Setelah cukup reda, Syarif pun tampak kelelahan karena selama dua jam lebih mengurung para aktifis itu di dalam rumah. Pamit untuk keluar sebentar yang katanya hanya 5-10 menit, Syarif sempat mengeluarkan instruksi agar tak ada orang di situ yang keluar juga tak ada orang luar masuk ke dalam rumah.

Tepat saat menutup pintu rumah, pihak keamanan Mesir datang. Karena menggunakan kendaraan angkutan umum (angkot), Syarif tak menyangka kalau mereka itu pihak keamanan yang berbaju preman. Dia berlalu saja, meski menurut sejumlah saksi mata Syarif juga sempat sedikit terperanjat dengan keberadaan angkot yang masih dinyalakan mesinnya itu di depan kantor NU Mesir.

Pak Haras lalu mendekati 2 pria berbadan tegap itu, karena yakin kalau mereka adalah pihak keamanan. Setelah salah seorang dari mereka selesai melakukan pembicaraan telpon, mereka lalu menyergap Syarif. Kaget dengan perlakuan itu, Syarif pura-pura tak tahu dan tanya ada apa.
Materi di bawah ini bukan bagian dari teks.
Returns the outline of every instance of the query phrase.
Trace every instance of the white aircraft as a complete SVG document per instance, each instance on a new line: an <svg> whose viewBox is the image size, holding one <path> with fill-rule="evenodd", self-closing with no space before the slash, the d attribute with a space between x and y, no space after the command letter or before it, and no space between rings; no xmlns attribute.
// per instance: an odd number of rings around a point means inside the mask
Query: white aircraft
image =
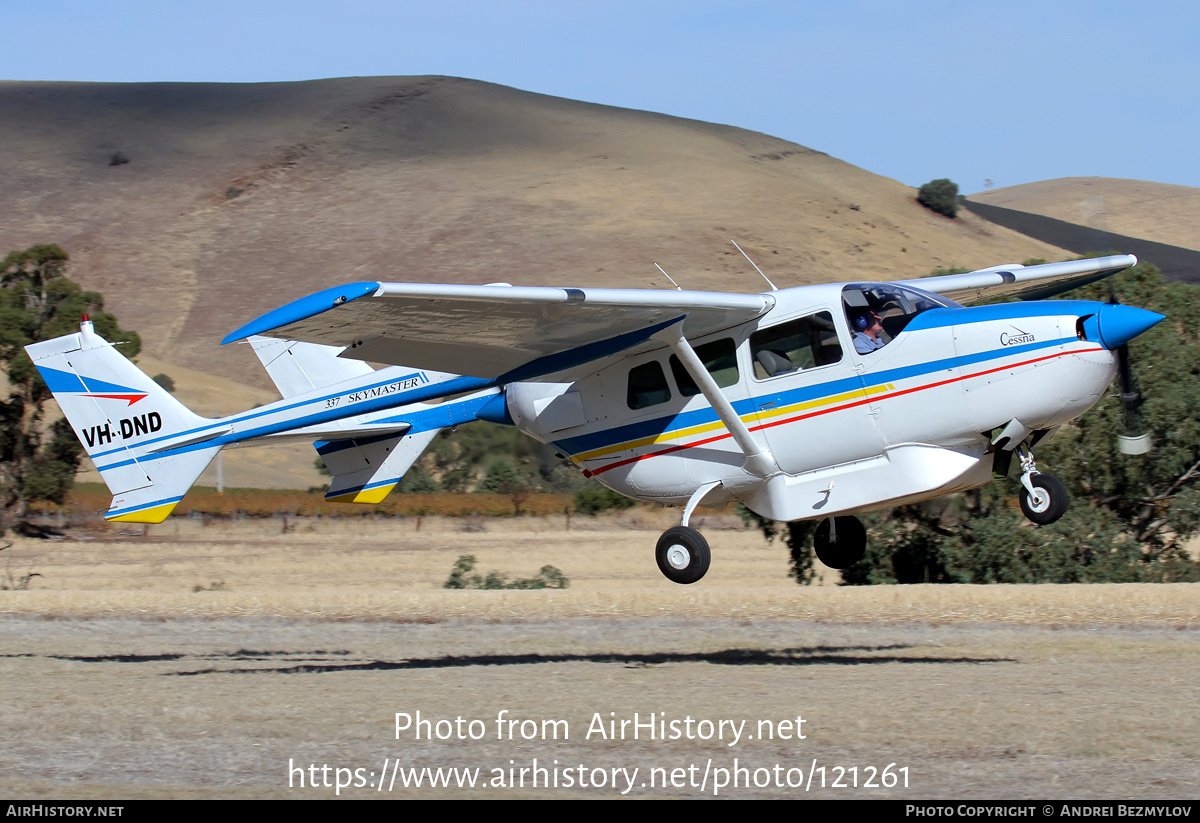
<svg viewBox="0 0 1200 823"><path fill-rule="evenodd" d="M314 441L328 498L376 503L438 431L487 420L617 492L683 507L656 558L694 583L710 561L688 525L701 503L820 519L818 558L846 568L866 546L855 514L984 485L1016 453L1026 516L1057 520L1065 490L1032 448L1091 408L1125 344L1163 318L1038 298L1135 262L762 294L353 283L225 339L249 339L283 399L220 419L188 411L86 318L27 351L113 493L109 520L162 522L220 449L282 441ZM955 302L997 296L1029 302Z"/></svg>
Plakk!! Sebuah pukulan mendarat di wajah Syarif, ditambah gertakan seharusnya mereka yang tanya, bukan Syarif. Diperlakukan keras seperti itu, nyali Syarif jadi ciut. Rupanya dia baru menyadari kalau yang berada di depannya betul-betul pihak berwenang. Syarif pun digeledah dan sempat ditampar dan dijambak beberapa kali. Ketika itu, Syarif masih mengelak dari pertanyaan dan dakwaan, bahkan saat ditanya dimana ibunya (Mama), Syarif mengatakan sudah meninggal.

Syarif pun dibawa ke kantor polisi Nuqthoh Hay Ashir (setingkat Babinsa). Dari pihak pelapor, Aziz dan Adon juga ikut, ditemani Pak Haras. Saat di kantor polisi itulah, Syarif semakin memperlihatkan kecengengannya. Setelah sempat mengelak lagi dari pertanyaaan-pertanyaan yang diajukan, Syarif menjadi tersudut saat pernyataannya di-cross check pada Aziz dan Adon.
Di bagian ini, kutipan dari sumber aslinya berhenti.